Bukarest (ADZ) - Die Verbraucherpreise in Rumänien waren im Dezember vergangenen Jahres 9,7 Prozent höher als Ende 2024, womit die jährliche Inflationsrate den fünften Monat infolge einen Wert leicht unter zehn Prozent verzeichnet hat. Entsprechend am Mittwoch vom Nationalen Statistikamt (INS) veröffentlichten Daten lag der EU-weit einheitlich berechnete harmonisierte Verbraucherpreisindex bei 8,6 Prozent. Verglichen zum Vormonat verteuerten sich die Preise im Dezember um 0,22 Prozent.
In der ersten Hälfte des vorigen Jahres lag die Inflationsrate noch bei 4,9 Prozent (April und Mai) bis 5,7 Prozent (Juni), im Juli stieg diese aufgrund der Liberalisierung der Strompreise sprunghaft auf 7,8 Prozent und legte im August nach Erhöhung der Mehrwert- sowie weiterer Verbrauchssteuern durch die Bolojan-Regierung bis auf 9,9 Prozent nochmals deutlich zu. Der Durchschnitt der im vergangenen Jahr gemessenen Inflationsraten (gegenüber den jeweiligen Vorjahresmonaten) lag bei 7,3 Prozent, so INS.
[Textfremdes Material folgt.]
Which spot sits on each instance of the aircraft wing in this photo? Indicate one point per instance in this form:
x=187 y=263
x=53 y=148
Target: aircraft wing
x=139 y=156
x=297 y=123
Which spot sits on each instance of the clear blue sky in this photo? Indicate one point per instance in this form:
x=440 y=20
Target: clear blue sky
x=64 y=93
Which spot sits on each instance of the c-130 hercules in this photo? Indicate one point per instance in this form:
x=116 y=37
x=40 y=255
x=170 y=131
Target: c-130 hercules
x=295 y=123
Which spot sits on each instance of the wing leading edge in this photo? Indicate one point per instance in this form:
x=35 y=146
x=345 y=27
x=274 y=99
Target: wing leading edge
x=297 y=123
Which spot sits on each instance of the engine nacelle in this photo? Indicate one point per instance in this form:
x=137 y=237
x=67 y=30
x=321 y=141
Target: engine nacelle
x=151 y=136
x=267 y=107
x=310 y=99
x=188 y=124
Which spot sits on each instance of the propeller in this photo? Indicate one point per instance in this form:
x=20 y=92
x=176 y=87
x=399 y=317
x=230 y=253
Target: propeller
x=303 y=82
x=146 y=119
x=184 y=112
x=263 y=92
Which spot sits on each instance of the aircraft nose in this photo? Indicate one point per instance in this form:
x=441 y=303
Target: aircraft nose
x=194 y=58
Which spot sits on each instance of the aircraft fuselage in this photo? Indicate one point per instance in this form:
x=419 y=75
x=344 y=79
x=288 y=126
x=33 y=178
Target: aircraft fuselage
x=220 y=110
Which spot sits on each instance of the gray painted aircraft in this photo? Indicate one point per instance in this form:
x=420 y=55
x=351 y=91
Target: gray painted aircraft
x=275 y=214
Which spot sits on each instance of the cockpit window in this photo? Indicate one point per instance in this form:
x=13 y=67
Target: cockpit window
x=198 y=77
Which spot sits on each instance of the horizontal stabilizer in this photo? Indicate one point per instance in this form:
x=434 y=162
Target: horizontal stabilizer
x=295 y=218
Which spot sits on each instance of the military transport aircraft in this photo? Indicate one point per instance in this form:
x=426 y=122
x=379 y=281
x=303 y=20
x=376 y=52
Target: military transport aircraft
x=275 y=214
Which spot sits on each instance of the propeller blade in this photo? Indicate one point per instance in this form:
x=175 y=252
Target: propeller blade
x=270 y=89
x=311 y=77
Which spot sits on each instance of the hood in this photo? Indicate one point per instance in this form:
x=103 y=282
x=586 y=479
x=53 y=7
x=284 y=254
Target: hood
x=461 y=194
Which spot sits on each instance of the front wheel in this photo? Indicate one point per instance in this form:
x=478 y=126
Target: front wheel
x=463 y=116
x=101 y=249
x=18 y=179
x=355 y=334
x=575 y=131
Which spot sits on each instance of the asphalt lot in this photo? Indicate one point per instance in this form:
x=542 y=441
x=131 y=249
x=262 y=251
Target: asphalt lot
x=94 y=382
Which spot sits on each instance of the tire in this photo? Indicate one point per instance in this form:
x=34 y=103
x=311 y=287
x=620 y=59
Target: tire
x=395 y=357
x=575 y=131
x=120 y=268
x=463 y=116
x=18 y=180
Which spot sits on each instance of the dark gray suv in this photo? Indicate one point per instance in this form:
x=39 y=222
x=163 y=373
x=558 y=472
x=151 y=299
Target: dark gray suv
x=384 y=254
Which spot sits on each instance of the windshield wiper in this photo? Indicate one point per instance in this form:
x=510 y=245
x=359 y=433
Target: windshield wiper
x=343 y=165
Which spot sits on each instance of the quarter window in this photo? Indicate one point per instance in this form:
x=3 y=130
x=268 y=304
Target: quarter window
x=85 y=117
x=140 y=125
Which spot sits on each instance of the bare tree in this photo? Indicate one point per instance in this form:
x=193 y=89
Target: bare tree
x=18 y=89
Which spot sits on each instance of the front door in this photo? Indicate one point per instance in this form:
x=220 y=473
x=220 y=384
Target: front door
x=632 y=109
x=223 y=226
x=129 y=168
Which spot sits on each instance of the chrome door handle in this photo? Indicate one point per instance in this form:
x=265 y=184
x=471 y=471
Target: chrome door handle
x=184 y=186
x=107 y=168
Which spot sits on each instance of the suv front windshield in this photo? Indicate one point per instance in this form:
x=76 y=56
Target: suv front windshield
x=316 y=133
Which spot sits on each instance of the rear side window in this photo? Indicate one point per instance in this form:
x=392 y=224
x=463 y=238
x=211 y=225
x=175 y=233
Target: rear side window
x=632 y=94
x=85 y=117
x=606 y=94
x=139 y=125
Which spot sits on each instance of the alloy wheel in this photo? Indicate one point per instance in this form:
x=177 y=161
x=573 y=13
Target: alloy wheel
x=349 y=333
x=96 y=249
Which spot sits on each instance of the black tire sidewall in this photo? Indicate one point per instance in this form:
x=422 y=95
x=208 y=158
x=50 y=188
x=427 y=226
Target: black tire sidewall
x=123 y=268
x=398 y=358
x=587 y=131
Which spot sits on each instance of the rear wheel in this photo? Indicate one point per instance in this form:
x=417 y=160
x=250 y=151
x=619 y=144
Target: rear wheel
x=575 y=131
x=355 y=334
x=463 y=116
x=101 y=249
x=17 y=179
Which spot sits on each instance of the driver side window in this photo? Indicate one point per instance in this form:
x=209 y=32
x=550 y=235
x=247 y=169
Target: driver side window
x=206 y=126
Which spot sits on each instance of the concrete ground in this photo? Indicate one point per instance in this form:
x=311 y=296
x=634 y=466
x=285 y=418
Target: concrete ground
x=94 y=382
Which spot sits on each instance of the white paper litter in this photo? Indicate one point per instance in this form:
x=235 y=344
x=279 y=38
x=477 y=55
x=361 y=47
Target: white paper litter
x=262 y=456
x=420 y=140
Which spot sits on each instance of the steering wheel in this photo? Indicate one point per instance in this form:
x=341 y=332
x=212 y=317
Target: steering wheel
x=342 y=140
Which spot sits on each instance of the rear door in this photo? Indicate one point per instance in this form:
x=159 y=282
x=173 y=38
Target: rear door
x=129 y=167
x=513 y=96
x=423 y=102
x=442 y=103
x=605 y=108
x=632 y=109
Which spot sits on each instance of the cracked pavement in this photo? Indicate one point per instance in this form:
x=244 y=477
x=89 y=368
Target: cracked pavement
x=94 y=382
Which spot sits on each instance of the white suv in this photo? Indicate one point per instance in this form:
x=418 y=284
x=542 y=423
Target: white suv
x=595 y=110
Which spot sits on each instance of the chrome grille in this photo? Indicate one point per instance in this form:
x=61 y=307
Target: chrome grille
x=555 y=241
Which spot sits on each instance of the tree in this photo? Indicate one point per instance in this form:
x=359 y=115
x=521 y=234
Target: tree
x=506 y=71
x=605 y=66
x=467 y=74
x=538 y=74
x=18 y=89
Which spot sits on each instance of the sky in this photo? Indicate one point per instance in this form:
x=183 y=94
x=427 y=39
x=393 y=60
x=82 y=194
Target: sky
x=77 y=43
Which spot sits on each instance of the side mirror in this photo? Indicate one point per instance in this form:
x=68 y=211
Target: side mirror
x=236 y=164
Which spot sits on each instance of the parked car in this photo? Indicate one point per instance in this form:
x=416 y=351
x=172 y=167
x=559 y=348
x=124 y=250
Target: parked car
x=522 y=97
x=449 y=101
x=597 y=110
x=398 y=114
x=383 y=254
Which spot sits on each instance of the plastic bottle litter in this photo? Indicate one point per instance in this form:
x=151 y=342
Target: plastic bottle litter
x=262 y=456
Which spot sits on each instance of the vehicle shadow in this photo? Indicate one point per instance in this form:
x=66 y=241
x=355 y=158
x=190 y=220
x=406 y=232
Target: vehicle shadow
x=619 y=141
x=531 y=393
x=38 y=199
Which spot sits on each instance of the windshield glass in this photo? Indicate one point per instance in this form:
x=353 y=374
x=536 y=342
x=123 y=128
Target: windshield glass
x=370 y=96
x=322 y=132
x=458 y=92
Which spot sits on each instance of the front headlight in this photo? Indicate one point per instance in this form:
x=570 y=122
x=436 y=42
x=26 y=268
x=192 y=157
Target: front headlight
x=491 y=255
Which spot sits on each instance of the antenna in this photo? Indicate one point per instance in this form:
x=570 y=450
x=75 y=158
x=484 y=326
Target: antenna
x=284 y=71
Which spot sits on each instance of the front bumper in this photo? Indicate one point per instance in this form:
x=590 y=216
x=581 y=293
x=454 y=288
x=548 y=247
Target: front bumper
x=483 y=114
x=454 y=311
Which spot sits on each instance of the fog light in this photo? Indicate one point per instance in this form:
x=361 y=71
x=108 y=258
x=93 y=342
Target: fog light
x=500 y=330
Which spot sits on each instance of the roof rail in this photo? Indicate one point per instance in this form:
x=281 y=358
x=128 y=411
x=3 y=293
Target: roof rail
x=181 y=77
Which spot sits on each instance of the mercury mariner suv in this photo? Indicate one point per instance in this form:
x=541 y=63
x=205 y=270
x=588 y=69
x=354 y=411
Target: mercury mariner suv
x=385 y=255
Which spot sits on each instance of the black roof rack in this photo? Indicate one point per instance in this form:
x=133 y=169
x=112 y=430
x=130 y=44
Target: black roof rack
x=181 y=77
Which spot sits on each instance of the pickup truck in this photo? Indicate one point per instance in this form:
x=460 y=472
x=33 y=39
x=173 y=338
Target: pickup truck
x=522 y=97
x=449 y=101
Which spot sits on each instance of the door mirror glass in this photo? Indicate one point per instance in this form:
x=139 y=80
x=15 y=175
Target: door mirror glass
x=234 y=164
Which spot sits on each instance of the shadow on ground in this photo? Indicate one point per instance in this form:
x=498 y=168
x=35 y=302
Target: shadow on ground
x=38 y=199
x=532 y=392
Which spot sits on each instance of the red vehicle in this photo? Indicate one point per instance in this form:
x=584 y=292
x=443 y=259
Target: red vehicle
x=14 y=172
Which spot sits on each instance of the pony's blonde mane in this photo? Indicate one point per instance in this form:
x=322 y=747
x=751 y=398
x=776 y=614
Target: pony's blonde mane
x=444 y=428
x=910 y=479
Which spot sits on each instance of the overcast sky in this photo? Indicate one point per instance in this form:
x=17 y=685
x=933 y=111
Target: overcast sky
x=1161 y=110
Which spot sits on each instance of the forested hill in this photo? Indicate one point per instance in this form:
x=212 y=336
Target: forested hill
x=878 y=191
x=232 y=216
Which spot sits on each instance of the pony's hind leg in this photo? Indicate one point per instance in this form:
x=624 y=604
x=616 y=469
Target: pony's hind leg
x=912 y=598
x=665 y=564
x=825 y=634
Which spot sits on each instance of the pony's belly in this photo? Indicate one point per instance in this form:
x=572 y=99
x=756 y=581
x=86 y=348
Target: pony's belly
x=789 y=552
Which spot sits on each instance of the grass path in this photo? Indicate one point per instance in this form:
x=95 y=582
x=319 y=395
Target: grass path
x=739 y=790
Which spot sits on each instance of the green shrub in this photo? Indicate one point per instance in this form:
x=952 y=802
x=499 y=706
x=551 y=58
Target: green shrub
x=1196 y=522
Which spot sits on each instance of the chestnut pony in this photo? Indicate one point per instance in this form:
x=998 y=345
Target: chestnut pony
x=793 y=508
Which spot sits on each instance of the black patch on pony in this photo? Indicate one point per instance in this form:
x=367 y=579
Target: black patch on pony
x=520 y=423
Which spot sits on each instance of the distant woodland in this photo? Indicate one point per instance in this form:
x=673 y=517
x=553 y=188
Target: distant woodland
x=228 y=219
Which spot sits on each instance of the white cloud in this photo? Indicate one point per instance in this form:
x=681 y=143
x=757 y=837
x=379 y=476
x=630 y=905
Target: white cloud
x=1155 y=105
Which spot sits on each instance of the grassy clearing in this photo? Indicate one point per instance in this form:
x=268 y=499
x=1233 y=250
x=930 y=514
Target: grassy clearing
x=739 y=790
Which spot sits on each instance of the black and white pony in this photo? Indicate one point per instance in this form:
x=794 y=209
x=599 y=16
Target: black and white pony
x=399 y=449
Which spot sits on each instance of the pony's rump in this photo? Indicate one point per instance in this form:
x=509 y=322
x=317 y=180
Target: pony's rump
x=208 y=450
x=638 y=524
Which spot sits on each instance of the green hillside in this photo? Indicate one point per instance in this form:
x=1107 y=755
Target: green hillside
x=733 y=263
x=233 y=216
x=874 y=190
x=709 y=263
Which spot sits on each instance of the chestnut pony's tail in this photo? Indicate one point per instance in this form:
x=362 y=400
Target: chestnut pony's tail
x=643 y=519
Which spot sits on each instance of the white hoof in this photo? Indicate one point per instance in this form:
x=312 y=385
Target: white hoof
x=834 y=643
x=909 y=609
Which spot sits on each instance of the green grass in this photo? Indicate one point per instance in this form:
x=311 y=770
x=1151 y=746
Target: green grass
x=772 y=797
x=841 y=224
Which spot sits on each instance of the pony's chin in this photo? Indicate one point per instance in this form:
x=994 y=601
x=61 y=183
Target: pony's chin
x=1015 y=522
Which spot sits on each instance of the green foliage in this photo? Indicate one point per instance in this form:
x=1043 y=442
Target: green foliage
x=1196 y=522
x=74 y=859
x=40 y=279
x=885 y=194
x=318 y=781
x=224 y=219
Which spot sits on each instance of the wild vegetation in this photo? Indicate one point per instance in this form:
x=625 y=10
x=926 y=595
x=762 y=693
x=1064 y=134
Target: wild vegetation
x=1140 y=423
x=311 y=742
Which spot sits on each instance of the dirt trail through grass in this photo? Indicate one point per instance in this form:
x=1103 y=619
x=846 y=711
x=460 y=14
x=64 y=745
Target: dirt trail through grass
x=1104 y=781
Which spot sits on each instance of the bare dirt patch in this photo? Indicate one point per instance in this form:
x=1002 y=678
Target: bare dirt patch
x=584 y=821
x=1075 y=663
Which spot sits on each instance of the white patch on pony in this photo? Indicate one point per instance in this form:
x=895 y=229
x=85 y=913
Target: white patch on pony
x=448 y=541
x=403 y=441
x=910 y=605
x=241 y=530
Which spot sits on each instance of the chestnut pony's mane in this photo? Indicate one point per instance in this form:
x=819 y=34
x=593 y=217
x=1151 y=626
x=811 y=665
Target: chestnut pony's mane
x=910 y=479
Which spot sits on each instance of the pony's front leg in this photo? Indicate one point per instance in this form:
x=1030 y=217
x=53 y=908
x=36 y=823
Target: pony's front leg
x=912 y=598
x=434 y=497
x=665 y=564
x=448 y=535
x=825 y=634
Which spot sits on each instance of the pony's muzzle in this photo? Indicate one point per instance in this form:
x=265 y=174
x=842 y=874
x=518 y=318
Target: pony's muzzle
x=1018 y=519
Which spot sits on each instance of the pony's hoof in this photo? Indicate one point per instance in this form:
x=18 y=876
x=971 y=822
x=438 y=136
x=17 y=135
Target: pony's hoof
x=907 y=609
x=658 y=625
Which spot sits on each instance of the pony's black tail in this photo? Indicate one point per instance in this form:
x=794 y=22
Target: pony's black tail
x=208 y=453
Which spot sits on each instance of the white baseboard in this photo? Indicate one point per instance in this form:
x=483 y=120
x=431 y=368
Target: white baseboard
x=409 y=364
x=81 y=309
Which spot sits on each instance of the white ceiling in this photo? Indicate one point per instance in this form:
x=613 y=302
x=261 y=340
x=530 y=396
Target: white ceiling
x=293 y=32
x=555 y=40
Stromrechnungen 2025 um über 60 Prozent gestiegen
Nach größeren Kategorien lag Ende 2025 lediglich die Teuerung der Preise für Nahrungsmittel mit 7,75% unter der allgemeinen Inflationsrate von 9,69%. Für andere Waren erhöhten sich die Verbraucherpreise durchschnittlich um 10,48% und für Dienstleistungen um 11%.
Detaillierter betrachtet sticht vor allem die Teuerung elektrischer Energie mit 60,91% Prozent hervor. Außerdem sind auch die Kosten für Fernwärme mit 18,80% überdurchschnittlich gestiegen, während Gasrechnungen für Verbraucher – trotz weiter geltendem Preisdeckel (der im laufenden Jahr jedoch aufgehoben werden dürfte) – 7,72% Prozent teurer wurden. Treibstoffpreise erhöhten sich seit Dezember 2024 mit 3,94% vergleichsweise moderat und verzeichneten im Dezember gegenüber November 2025 einen Rückgang von 1,29%. Andere Warenkategorien mit hohen jährlichen Teuerungsraten waren u. a. Bücher, Zeitungen und Zeitschriften (10,16%) sowie Waschmittel (9,41%).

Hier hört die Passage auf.